The study is also paramount to the Philippines, according to a statement from Microsoft Philippines, in “[a] country with 25.4 million K-12 learners and a fast growing economy”. Technology, said the software technology giant, should be used “[to] engage all learners and prepare them for the future”.

Bertrand Launay, the newly-installed managing director of Microsoft Philippines, reiterates Microsoft’s firm commitment to the digital transformation of education in the Philippines.

“We at Microsoft create technology that recognizes the diversity in learning and we have created tools that empower all students,” Launay said.

Microsoft video shows an example of how technology can empower students with special needs

When it come to helping students with special needs, Microsoft has launched a video that shows one example of Microsoft’s commitment to inclusive learning, wherein the video focuses on technology for the visually impaired.

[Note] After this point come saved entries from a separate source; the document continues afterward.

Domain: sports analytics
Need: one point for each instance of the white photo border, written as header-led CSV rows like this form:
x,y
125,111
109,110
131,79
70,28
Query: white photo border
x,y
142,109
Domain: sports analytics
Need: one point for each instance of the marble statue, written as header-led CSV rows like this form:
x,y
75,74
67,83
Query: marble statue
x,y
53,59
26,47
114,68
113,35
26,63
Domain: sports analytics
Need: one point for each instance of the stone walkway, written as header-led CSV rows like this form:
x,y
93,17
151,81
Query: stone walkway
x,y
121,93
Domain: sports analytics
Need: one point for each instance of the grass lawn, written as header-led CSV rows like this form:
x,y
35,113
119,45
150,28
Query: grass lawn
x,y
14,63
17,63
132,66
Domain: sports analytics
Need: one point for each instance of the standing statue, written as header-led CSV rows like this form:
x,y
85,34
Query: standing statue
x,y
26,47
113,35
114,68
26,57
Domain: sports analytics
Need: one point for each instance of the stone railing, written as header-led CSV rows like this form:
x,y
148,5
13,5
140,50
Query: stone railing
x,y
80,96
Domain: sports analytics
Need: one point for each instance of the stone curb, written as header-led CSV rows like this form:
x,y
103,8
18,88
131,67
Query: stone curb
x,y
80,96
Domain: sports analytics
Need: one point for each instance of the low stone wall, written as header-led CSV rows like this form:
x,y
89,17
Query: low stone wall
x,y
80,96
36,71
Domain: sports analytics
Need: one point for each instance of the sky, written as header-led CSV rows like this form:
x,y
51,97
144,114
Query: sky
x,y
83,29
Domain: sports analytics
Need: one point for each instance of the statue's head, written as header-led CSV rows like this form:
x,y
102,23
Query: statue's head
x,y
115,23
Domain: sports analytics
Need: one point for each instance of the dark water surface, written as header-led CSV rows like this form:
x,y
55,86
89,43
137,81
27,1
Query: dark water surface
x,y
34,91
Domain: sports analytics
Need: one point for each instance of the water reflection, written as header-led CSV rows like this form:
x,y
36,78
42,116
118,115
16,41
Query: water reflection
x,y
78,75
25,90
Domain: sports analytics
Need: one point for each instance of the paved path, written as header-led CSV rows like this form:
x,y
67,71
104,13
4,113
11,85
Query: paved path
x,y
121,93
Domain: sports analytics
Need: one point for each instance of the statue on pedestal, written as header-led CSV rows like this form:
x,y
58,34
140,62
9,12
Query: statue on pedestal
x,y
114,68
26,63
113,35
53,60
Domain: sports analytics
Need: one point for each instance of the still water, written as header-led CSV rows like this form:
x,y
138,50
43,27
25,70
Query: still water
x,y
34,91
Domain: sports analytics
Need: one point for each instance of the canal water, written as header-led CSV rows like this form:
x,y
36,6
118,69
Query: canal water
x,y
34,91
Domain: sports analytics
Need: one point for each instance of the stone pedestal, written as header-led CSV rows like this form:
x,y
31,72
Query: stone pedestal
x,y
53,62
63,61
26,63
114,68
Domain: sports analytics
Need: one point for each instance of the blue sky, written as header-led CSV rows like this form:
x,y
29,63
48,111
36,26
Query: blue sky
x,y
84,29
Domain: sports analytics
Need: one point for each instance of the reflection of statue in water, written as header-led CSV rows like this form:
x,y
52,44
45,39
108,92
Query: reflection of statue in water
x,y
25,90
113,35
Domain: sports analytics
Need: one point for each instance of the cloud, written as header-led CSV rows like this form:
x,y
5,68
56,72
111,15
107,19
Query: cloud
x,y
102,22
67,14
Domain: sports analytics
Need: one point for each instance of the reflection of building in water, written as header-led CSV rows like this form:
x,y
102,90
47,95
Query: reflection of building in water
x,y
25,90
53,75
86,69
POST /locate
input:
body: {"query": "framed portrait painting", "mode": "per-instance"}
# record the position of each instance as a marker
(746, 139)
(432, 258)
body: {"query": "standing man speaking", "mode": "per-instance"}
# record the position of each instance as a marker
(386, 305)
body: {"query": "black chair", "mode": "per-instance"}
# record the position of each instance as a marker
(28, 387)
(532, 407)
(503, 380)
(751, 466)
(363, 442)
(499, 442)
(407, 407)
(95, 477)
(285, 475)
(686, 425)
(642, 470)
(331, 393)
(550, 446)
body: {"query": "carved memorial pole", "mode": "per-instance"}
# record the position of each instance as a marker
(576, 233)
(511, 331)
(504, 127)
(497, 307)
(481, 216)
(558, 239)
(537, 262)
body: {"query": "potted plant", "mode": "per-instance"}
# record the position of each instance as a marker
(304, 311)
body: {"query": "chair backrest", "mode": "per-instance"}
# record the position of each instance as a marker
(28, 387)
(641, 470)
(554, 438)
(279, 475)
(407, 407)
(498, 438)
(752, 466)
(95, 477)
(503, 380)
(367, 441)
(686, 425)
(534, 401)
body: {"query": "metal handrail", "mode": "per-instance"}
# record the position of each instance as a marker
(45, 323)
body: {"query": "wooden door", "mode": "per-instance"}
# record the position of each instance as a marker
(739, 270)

The video shows students from the Adaptive Technology for Rehabilitation, Integration and Empowerment of the Visually Impaired (ATRIEV), and shows how visually impaired learners can gain important computer science skills that will help increase their employability opportunities. Accessibility tools and assistive technology tools such as audio Narrator were utilized in order for the students to use basic office productivity tools and even computer programming and coding.

“This is a game-changer in the field of education,” said Clarissa Segismundo, Education Programs lead at Microsoft Philippines. “These are tools that many special students are using for inclusive-learning in the classroom.”

In 2016, the Department of Education (DepEd) registered 250,000 enrollees at the elementary level and 100,000 at the high school level students with special needs.

ATRIEV, on the other hand, is an NGO partnered with Microsoft Youthspark’s Coding for Accessibility since 2008 and continued to help the blind and low vision be employable.

“This is but one example of the many Microsoft learning tools created for learners with special needs,” Launay said. “As evident in our programs and accessibility features that are present in all our software solutions, we remain steadfast in being the technology behind quality and inclusive education for all.”